As we’re all aware, Microsoft is now taking some steps that had us surprised, one of them being the release of SQL Server 2017 to Linux. In an attempt to expand the horizons, Microsoft has brought in Python capabilities within SQL Server. Python is a language that is easily learned and it packs a lot of potentials. There’s no better time to learn Python, since enterprises are already changing gears to use IT to better derive value from their businesses data.

Machine learning and artificial intelligence (AI) may sound intimidating but actually, it’s a great value-add to organizations in the areas such as web search, financial prediction, fraud detection, digitization etc. There is a lot of hype around deep learning and AI, and the question, whether to use it or not to use it but one thing we can all agree upon is that analytics is of a lot of value to businesses.

It’s really hard to say at the initial stage how well this integration with SQL Server would be or how well SQL Server can withstand the data science design and methodology, but it sure is an interesting feature and a highly rated data science product to be tested in SQL Server 2017.
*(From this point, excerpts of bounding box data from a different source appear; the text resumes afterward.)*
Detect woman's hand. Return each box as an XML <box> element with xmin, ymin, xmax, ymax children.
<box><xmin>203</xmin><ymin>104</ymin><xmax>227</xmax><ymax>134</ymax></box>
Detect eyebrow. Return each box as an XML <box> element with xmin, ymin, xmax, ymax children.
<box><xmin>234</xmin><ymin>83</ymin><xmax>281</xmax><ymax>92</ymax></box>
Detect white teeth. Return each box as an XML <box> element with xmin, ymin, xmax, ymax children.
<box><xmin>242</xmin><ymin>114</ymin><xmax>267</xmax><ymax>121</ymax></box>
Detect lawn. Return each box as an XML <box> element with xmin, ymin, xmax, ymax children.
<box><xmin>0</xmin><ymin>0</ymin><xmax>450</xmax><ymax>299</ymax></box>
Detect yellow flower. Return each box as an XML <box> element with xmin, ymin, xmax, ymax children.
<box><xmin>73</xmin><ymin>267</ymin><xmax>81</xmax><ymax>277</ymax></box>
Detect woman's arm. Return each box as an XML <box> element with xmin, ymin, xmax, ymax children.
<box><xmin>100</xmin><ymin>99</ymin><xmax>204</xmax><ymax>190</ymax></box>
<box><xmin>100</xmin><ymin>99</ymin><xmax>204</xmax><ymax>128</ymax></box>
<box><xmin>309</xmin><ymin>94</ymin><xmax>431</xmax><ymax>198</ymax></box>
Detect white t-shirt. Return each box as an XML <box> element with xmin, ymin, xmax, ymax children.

The available options made me execute several Python samples and create a few data mining examples to understand the core concepts of data analytics. As I mentioned in my previous article How to use Python in SQL Server 2017 to obtain advanced data analytics, it’s all about data loading and data transformation. If the model is huge, one may have a hard time loading the data and transferring it over the network. Hence, data scientists do their predictive analysis using the sampling method.

If you are a database administrator interested in leveraging data science, your first question would be, “Where do I start and how?”

Where to begin

As a database administrator, the thought of concepts of Data Science may seem overwhelming. Worry not; we’ll start small with simple examples. Let’s pick interpolation. Interpolation is like filling in the blanks, in a series. We look at the data surrounding the blank and predict what might be the right data to fill in. This requires some meaningful analysis of the context of the data.
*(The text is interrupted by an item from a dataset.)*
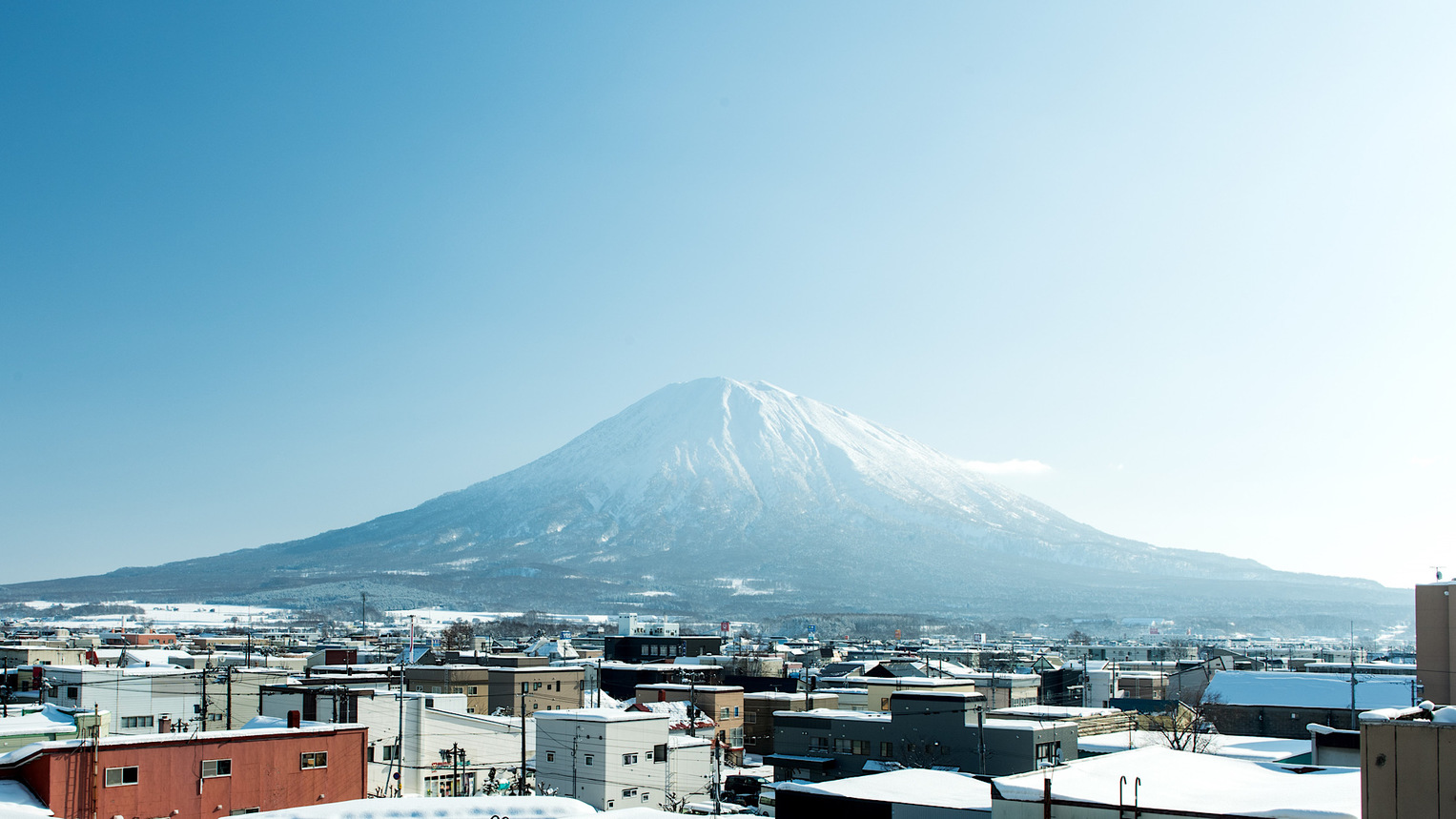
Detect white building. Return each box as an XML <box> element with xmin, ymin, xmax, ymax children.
<box><xmin>536</xmin><ymin>708</ymin><xmax>712</xmax><ymax>810</ymax></box>
<box><xmin>262</xmin><ymin>689</ymin><xmax>536</xmax><ymax>796</ymax></box>
<box><xmin>41</xmin><ymin>665</ymin><xmax>200</xmax><ymax>736</ymax></box>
In this article, we’re going to try some interpolation and transformation operations using Python, which covers:

Demonstration of the execution of a Python script in SQL Server
Importing modules and loading data into the dataset using the Python script
Data aggregation using Python nodules
Working with JSON files
Pivoting SQL data
And more….

Getting started

In this article, we’re going to use a SQL table called “Loan Prediction”. Let’s say that this table already has some data in it.

We first need to run some data munging operations on it. Data Munging is a process of exploration of data, identifying issues with it, and fixing the same before it can be used as a model. Next, we need to validate and build relationships between attributes.
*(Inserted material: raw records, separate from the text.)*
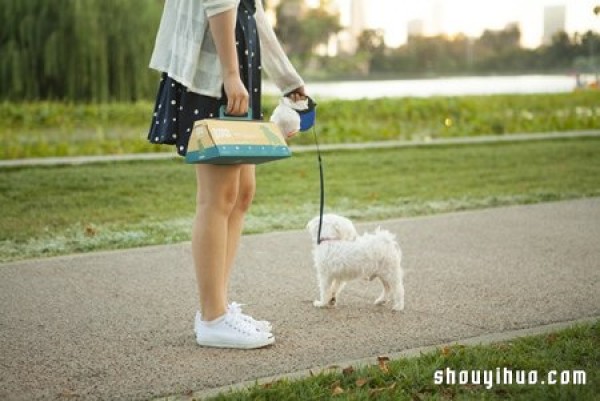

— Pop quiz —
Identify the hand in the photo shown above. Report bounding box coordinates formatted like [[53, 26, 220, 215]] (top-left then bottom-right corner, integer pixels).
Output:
[[223, 73, 249, 116], [285, 86, 308, 102]]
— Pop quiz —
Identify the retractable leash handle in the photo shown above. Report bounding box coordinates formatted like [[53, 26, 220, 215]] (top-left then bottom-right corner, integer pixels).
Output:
[[296, 96, 325, 245]]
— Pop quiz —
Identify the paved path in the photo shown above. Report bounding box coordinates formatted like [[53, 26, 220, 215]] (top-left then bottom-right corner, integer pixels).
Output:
[[0, 198, 600, 401]]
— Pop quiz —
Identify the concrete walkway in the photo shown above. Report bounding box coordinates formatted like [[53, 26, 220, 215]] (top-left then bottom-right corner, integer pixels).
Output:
[[0, 198, 600, 401]]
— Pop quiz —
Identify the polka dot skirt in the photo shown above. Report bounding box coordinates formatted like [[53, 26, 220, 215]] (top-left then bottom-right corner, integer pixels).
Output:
[[148, 0, 262, 156]]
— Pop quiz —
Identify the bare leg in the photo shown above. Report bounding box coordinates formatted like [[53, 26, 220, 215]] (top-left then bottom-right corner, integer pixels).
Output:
[[192, 165, 241, 321], [225, 164, 256, 301]]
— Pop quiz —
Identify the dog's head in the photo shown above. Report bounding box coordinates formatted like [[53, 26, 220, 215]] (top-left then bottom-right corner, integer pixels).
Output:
[[306, 214, 358, 242]]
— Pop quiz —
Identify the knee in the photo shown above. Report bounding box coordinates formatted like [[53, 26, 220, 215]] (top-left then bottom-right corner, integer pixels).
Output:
[[234, 182, 256, 213], [196, 186, 238, 216]]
Let us start the demo by meeting the prerequisites of the data cleansing and loading.

Data loading

Create the table tbl_loanPrediction

DROP TABLE IF EXISTS dbo.[LoanPrediction]

CREATE TABLE [dbo].[tbl_loanPrediction] (

Loan_ID varchar(50),

gender varchar(50),

Married varchar(50),

Dependents varchar(50),

Education varchar(50),

SelfEmployed varchar(50),

ApplicationIncome varchar(50),

CoapplicantIncome varchar(50),

LoanAmount float ,

Loan_Amount_Term varchar(50),

Credit_History varchar(50),

Property_Area varchar(50)

)

Copy sample data into the CSV file

Let’s create a CSV file with the name loanprediction.csv and add the following content to it. Let’s place the file at E:\ loanprediction.csv.

Loan_ID,Gender,Married,Dependents,Education,Self_Employed,ApplicantIncome,CoapplicantIncome,LoanA

mount,Loan_Amount_Term,Credit_History,Property_Area

LP001015,Male,Yes,0,Graduate,No,5720,0,110,360,1,Urban

LP001022,Male,Yes,1,Graduate,No,3076,1500,126,360,1,Urban

LP001031,Male,Yes,2,Graduate,No,5000,1800,208,360,1,Urban

LP001035,Male,Yes,2,Graduate,No,2340,2546,100,360,,Urban

LP001051,Male,No,0,Not Graduate,No,3276,0,78,360,1,Urban

LP001054,Male,Yes,0,Not Graduate,Yes,2165,3422,152,360,1,Urban

LP001055,Female,No,1,Not Graduate,No,2226,0,59,360,1,Semiurban

LP001056,Male,Yes,2,Not Graduate,No,3881,0,147,360,0,Rural

LP001059,Male,Yes,2,Graduate,,13633,0,280,240,1,Urban

Loading CSV file into the SQL Table

Using BULK INSERT, load the data into the tbl_loanprediction table

BULK

INSERT [tbl_LoanPrediction]

FROM 'e:\loanprediction.csv'

WITH

(

FIELDTERMINATOR = ',',

ROWTERMINATOR = '\n'

)

--Check the content of the table.

SELECT *

FROM [tbl_LoanPrediction]

Querying the CSV file using PANDAS

PANDAS is an open source, high performance data analysis library for Python

EXEC sp_execute_external_script @language =N'Python',

@script=N'

import pandas as pd

import numpy as np

data = pd.read_csv("e:\loanprediction.csv", index_col="Loan_ID")

print(data)

Data extraction using logical condition

Let us now add some logical conditions and extract some data.

exec sp_execute_external_script @language =N'Python',

@script=N'

import pandas as pd

import numpy as np

data = pd.read_csv("e:\loanprediction.csv", index_col="Loan_ID")

print(data.loc[(data["Gender"]=="Female") & (data["Education"]=="Not Graduate") , ["Gender","Education"]])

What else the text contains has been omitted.